Posted: Wed Nov 04, 2009 6:42 pm
by chulett
Post your complete, unedited abort message(s) when you hit this limit. And you need to run "ulimit -a" from inside a job (ExecSH) not from the command line to check properly.

Posted: Thu Nov 05, 2009 4:28 am
by Sreenivasulu
To add to what craig has said.
Only when websphere runs this ulimit is applied. Hence you need to do it with execSH to confirm .

Regards
Sreeni

Posted: Thu Nov 05, 2009 5:03 pm
by chanaka
Hi Guys,

This is the ulimit output from the job.

F_ACCOUNT_PMR..BeforeJob (ExecSH): Executed command: ulimit -a
*** Output from command was: ***
core file size (blocks, -c) 0
data seg size (kbytes, -d) unlimited
scheduling priority (-e) 0
file size (blocks, -f) unlimited
pending signals (-i) 200703
max locked memory (kbytes, -l) 32
max memory size (kbytes, -m) unlimited
open files (-n) 1024
pipe size (512 bytes, -p) 8
POSIX message queues (bytes, -q) 819200
real-time priority (-r) 0
stack size (kbytes, -s) 10240
cpu time (seconds, -t) unlimited
max user processes (-u) 200703
virtual memory (kbytes, -v) unlimited
file locks (-x) unlimited

Posted: Thu Nov 05, 2009 5:06 pm
by chulett
OK, now how about your actual abort message?

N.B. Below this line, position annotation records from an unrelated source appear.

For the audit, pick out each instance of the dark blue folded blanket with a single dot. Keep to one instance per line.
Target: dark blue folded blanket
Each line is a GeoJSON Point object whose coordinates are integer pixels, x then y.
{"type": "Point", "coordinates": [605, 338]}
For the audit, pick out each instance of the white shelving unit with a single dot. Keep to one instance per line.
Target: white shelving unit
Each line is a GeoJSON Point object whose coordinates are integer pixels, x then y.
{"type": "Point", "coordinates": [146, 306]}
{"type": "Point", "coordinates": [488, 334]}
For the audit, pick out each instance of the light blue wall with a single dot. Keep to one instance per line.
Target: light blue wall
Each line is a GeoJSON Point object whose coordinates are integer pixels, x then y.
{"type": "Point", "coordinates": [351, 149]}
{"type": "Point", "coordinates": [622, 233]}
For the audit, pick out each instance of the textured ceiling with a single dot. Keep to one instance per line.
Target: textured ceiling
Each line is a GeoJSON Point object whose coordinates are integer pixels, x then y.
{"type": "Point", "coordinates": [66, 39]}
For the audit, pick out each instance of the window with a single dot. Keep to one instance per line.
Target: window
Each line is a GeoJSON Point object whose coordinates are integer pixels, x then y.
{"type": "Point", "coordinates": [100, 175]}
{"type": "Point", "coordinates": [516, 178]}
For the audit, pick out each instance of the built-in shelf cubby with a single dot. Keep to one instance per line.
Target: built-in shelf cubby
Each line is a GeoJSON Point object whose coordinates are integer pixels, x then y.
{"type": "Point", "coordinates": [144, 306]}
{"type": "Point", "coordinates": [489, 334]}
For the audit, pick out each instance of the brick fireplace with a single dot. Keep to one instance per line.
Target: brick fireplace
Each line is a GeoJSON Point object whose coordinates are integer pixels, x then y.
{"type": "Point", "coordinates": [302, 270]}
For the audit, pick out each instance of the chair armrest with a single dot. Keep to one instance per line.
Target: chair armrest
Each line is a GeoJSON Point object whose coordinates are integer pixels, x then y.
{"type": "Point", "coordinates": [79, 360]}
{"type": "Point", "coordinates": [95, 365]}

Posted: Thu Nov 05, 2009 5:23 pm
by chanaka
Hi Craig,

Here is the detailed error messages.
TGT_F_ACCOUNT,0: Failure during execution of operator logic.
TGT_F_ACCOUNT,0: Input 0 consumed 7555633 records.
TGT_F_ACCOUNT,0: Fatal Error: Fatal: Error writing to the file: /data/data_mig/pmr/F_ACCOUNT.ctl
node_node2: Player 2 terminated unexpectedly.
main_program: APT_PMsectionLeader(2, node2), player 2 - Unexpected exit status 1.
main_program: Step execution finished with status = FAILED.
Permissions for the .ctl file is given below.
-rw-rw-r-- 1 dsadm dstage 1551 Nov 5 14:21 F_ACCOUNT.ctl
Cheers!

Posted: Thu Nov 05, 2009 5:50 pm
by chulett
Odd... your 'control file' certainly won't be anywhere near 2GB and that seems to be the file it is having issues with. Have you involved your official support provider yet? :?

Posted: Thu Nov 05, 2009 5:53 pm
by chanaka
Hi Craig,

We will be raising a PMR today. I will share whatever the solutions we get as this is going to help others.

Cheers!

Chanaka

Posted: Thu Nov 05, 2009 11:34 pm
by chulett
Out of curiousity, what user is the job that failed running under, something other than dsadm? Have you confirmed permissions not just on the file but on the entire path to it?

Posted: Fri Nov 06, 2009 12:57 am
by chanaka
Hi Craig,

It has been executed as the dsadm user who is having all the permissions for the directory where the file is being written.
drwxrwxrwx 2 root root 4096 Nov 5 14:21 pmr
Cheers!

Posted: Fri Nov 06, 2009 3:27 am
by Sreenivasulu
Giving permissions as 777 is quite risky.